Biomagnification is the process where forever chemicals in smaller fish end up making their way up the food chain, leading to increased concentrations at the top of the food web. As a largemouth bass eats a guppy, the PFAS found within these smaller fish accumulate due to the persistence of the forever chemicals. Since humans sit at the top of the food web, our bodies accumulate what could not break down in the links before us.
For many Iowans, fishing is not just a hobby; it’s dinner. When humans consume forever chemicals, they increase their risk for increased cholesterol levels, lower birthweights, decreased antibody responses to vaccines in children, various cancers (e.g., kidney, testicular, prostate, ovarian, non-Hodgkin lymphoma), pregnancy-induced hypertension or preeclampsia, changes in liver enzymes, as well as other health effects (ATSDR, November 2024; IEC, 2025). IEC’s recent “Environmental Risk Factors and Iowa’s Cancer Crisis” report includes more information about specific cancers associated with PFAS exposure.

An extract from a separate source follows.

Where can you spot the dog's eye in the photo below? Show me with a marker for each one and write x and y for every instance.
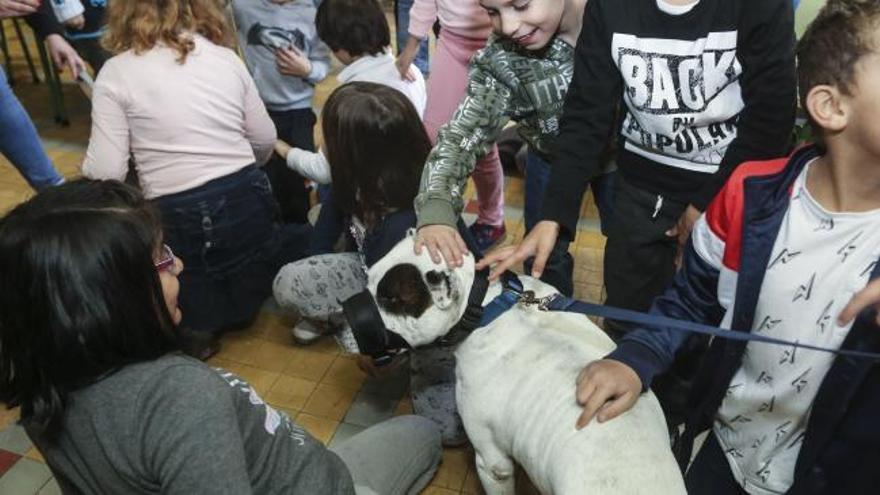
(434, 277)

The next time you cast a line into an Iowa lake or river, I hope you feel that same excitement I felt as a 6-year-old. Fishing connects us to this land and to each other in ways that matter. But understanding what is in our water, and in our fish, is part of that connection too. Iowa's waterways deserve the same care and attention we give to the traditions they make possible.

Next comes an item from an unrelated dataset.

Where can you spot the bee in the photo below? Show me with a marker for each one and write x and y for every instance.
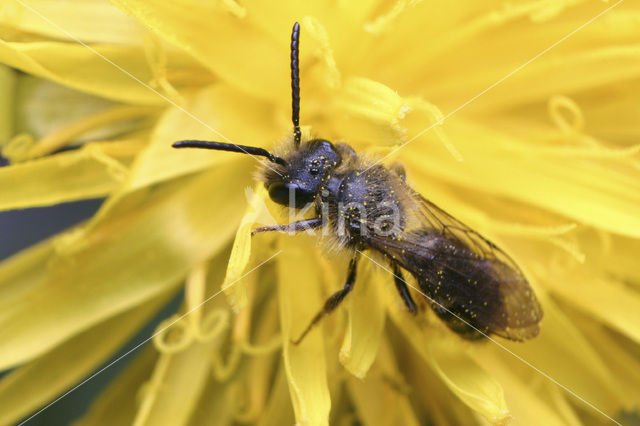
(471, 284)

Kean Roberts is the Water Program Associate for the Iowa Environmental Council.
Citations:
Agency for Toxic Substances and Disease Registry. “Health Effects: PFAS Information for Clinicians – 2024." ATSDR, https://www.atsdr.cdc.gov/pfas/hcp/clinical-overview/health-effects.html. Accessed June 11, 2026.
Butzlaff, A. H., Deighton, J., Le, T., Brougham, A., Bessler, S. M., McKnight, T., & Ateia, M. (2025). PFAS, 6-PPD-Q, and microplastics in urban sewer overflows: co-occurrence and high-rate treatment assessment. Emerging Contaminants, 1(1), 5.
Ghosh, D., Ghosh, A., & Bhadury, P. (2022). Arsenic through aquatic trophic levels: effects, transformations and biomagnification—a concise review. Geoscience Letters, 9(1), 20.
Iowa Environmental Council. (2026) Environmental Risk Factors and Iowa’s Cancer Crisis.
Meppelink, S. M., Kolpin, D. W., LeFevre, G. H., Cwiertny, D. M., Givens, C. E., Green, L. A., Hubbard, L. E., Iwanowicz, L. R., Lane, R. F., Mianecki, A. L., O’Shea, P. S., Raines, C. D., Scott, J. W., Thompson, D. A., Wilson, M. C., & Gray, J. L. (2025). Assessing microplastics, per-and polyfluoroalkyl substances (PFAS), and other contaminants of global concern in wadable agricultural streams in Iowa. Environmental Science: Processes & Impacts, 27(5), 1401-1422.
Phillip, A. (2025). Understanding per-and polyfluoroalkyl substances (PFAS): Environmental persistence, health risks, and regulatory challenges. European Journal of Scientific Research and Reviews, 2(4), 199-211.